L'aumônier doit accompagner, participer à la cohésion. La dimension religieuse est parfois manipulée par des esprits totalitaires qui voudraient que le religieux envahisse les champs social et politique. Or ce qui est central dans l'armée, encore et toujours, c'est la fraternité d'armes. Il n'y a pas de statistiques sur les appartenances des uns ou des autres et la réalité à laquelle les militaires sont confrontés les transcende. Leur mission l'emporte sur toute autre considération. La réalité militaire illustre le fait qu'on peut dépasser des étiquettes souvent assez artificielles.

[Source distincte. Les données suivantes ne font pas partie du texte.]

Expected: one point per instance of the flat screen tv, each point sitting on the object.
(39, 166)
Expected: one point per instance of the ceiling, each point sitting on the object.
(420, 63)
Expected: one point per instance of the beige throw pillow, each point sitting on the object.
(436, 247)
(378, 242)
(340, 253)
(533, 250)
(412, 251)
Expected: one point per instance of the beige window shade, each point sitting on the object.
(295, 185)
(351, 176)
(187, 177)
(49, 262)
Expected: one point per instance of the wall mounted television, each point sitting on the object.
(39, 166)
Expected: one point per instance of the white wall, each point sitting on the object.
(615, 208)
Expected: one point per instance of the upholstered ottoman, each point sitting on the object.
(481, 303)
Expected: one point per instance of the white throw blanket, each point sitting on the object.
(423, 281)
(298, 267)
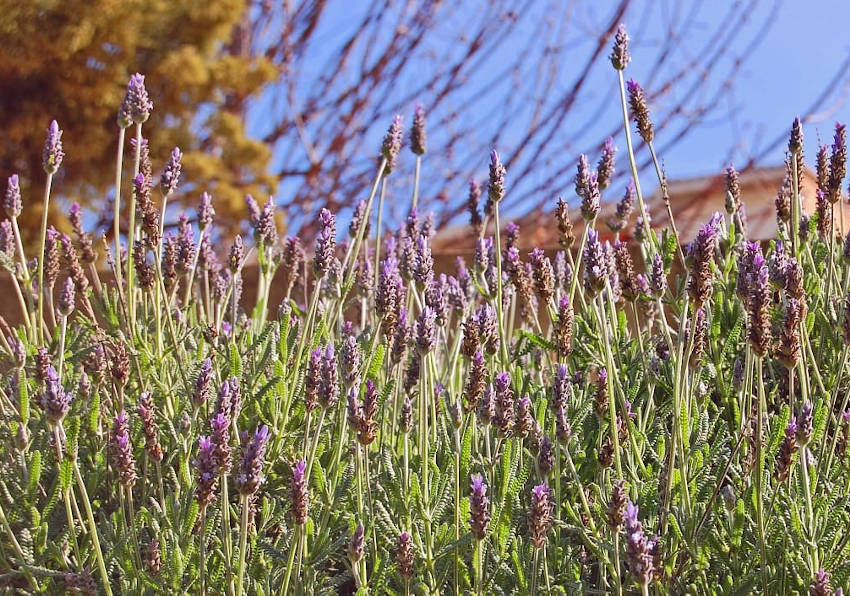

Cette laïcité, définie comme la séparation du politique et du religieux, fait partie intégrante de la vision chrétienne, au sens le plus fondamental du terme ; ce fameux « rendez à César ce qui est à César et à Dieu ce qui est à Dieu ». Cette séparation constitue l'origine et le fondement stable de la notion occidentale de liberté. Ni le politique ni le religieux ne présentent un caractère de totalité. Ce fut le sens du discours prononcé en 2018 par le président de la République au collège des Bernardins. La liberté s'appuie sur l'équilibre de cette relation. L'idée moderne de liberté, à laquelle nous sommes tous tellement attachés, s'est développée dans ce contexte. Elle ne pouvait pas se développer en dehors de lui. Il suffit pour s'en convaincre d'observer l'ensemble des régimes politiques en vigueur sur la planète. Le grand danger serait que soit le politique soit le religieux devienne une instance totalisante.
La laïcité, définie comme la séparation du politique et du religieux, représente le plus puissant rempart face aux totalitarismes sans cesse renaissant. C'est la raison pour laquelle la manière dont nous la vivons au sein des armées de la République se doit d'être exemplaire et je pense qu'elle l'est à bien des égards. Nos armées constituent l'élément premier de la défense de la liberté, de la dignité et des valeurs les plus fondamentales de notre pays. En leur sein, il appartient aux cultes de promouvoir cette liberté et cette dignité de l'homme, de tous les hommes.
C'est pour cela, et pour cela seulement, que donner sa vie prend un sens. Si le sacrifice suprême auquel chaque soldat est confronté peut s'envisager, c'est bien parce qu'il porte en lui cette réalité spirituelle, qui est son secret et son trésor, et qui mérite de donner sa vie.